Bug 204084 - libdwarf does not handle SHT_REL relocations properly
Summary: libdwarf does not handle SHT_REL relocations properly
Status: Closed FIXED
Alias: None
Product: Base System
Classification: Unclassified
Component: standards (show other bugs)
Version: CURRENT
Hardware: arm Any
: --- Affects Only Me
Assignee: Ed Maste
Depends on:
Reported: 2015-10-28 06:17 UTC by Steve Kiernan
Modified: 2016-06-13 14:49 UTC (History)
1 user (show)

See Also:
emaste: mfc-stable10-

Sample object file with bogus .SUNW_ctf due to SHT_REL mishandling (12.11 KB, application/x-object)
2015-10-28 06:17 UTC, Steve Kiernan
no flags Details
arc4random.o built with Clang 3.7 (17.38 KB, application/x-object)
2015-10-28 13:11 UTC, Ed Maste
no flags Details

Note You need to log in before you can comment on or make changes to this bug.
Description Steve Kiernan 2015-10-28 06:17:31 UTC
Created attachment 162523 [details]
Sample object file with bogus .SUNW_ctf due to SHT_REL mishandling

When using dtrace on ARM and I tracked it down to what I think is an issue in libdwarf and how it is handling relocations.

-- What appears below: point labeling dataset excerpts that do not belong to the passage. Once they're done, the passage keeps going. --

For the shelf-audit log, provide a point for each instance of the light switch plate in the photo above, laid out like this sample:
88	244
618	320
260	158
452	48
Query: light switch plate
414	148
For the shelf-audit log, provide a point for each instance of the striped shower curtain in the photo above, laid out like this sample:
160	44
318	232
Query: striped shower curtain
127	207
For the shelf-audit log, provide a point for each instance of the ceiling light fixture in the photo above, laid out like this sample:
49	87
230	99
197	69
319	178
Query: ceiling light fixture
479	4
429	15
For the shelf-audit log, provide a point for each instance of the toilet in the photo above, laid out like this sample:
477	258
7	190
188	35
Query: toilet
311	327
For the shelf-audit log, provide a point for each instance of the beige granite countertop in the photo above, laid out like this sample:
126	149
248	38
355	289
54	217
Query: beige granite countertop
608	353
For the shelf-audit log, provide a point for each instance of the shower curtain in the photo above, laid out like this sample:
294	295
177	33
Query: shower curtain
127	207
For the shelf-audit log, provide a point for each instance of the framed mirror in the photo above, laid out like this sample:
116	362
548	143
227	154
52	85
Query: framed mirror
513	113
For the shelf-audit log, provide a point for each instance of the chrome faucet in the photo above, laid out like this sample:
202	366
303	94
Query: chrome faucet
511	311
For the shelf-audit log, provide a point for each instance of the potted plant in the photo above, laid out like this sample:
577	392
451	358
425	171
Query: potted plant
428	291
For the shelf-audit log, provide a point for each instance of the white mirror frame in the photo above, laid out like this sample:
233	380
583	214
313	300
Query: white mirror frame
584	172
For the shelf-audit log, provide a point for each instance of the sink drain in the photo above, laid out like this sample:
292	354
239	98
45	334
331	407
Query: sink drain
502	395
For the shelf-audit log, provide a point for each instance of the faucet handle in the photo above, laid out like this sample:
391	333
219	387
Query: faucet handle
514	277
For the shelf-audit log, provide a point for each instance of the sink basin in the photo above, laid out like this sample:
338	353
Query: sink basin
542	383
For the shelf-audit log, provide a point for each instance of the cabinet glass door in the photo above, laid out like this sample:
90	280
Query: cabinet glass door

From what I've been able to tell from reading various specifications and other documents, relocations of the DWARF sections are supposed to be handled as follows:
1. Given the following:
   P is the address we want to do relocations on
   S is the value of the symbol referenced in the relocation entry
   A is the addendum in the relocation entry
2. For SHT_RELA type, we need to take S, add A, then store the resulting value at the location P
3. For SHT_REL type, we need to take the value at the location P, add S, then store the resulting value at the location P

From what I was able to read in the libdwarf code (contrib/elftoolchain/libdwarf/libdwarf_elf_init.c), it looks like SHT_RELA type is handled correctly. However, for SHT_REL type, there seems to be a missing step. It looks like it is just taking S and storing that at the location P, which ends up clobbering the value that was already at the location P.

This ends up being a disaster for ctfconvert, as you end up with very few to no actual symbols in that binary able to be used in probe statements.

See the attached arc4random.o file. This was built with the clang 3.5.1 for ARM. You should be able to use ctfdump on it to see the bogus .SUNW_ctf section data generated by ctfconvert as the code currently exists (with the flawed REL relocation handling.)
Comment 1 Ed Maste freebsd_committer 2015-10-28 13:11:36 UTC
Created attachment 162532 [details]
arc4random.o built with Clang 3.7
Comment 2 Ed Maste freebsd_committer 2015-10-28 14:19:25 UTC
Your analysis looks good - I suspect it works on Clang 3.6+ because the required relocations have 0 as the A value at P.
Comment 3 commit-hook freebsd_committer 2016-03-11 16:24:51 UTC
A commit references this bug:

Author: emaste
Date: Fri Mar 11 16:24:39 UTC 2016
New revision: 296663
URL: https://svnweb.freebsd.org/changeset/base/296663

  libdwarf: fix SHT_REL relocation processing

  Relocation of type SHT_REL must use the current value as addend.

  PR:		204084
  Obtained from:	NetBSD libdwarf_elf_init.c v1.4

Comment 4 Ed Maste freebsd_committer 2016-03-14 02:04:00 UTC
Proposed rework in https://bugs.freebsd.org/bugzilla/show_bug.cgi?id=204084
Comment 5 Ed Maste freebsd_committer 2016-04-05 17:51:12 UTC
HEAD has NetBSD's version of the fix, and a different version is now committed upstream as r3438: https://sourceforge.net/p/elftoolchain/code/3438/

I anticipate importing an updated ELF Tool Chain version before 11.0, and where possible merging libelf and libdwarf fixes to stable/10.

Steve, can you confirm the fix (either with HEAD or upstream ELF Tool Chain)?
Comment 6 Ed Maste freebsd_committer 2016-06-10 17:26:28 UTC
Steve confirmed that this fixes the issue; need to investigate the merge to stable/10 still.
Comment 7 Ed Maste freebsd_committer 2016-06-13 14:49:45 UTC
libdwarf in stable/10 is rather old compared to HEAD; it does not even support REL relocations and thus the bug in REL relocation handling does not exist there. This is fragile and toolchain changes in 10.x could turn the lack of REL relocation handling into a real problem on stable/10. Since the toolchain is unlikely to be changed there just leave things as they are.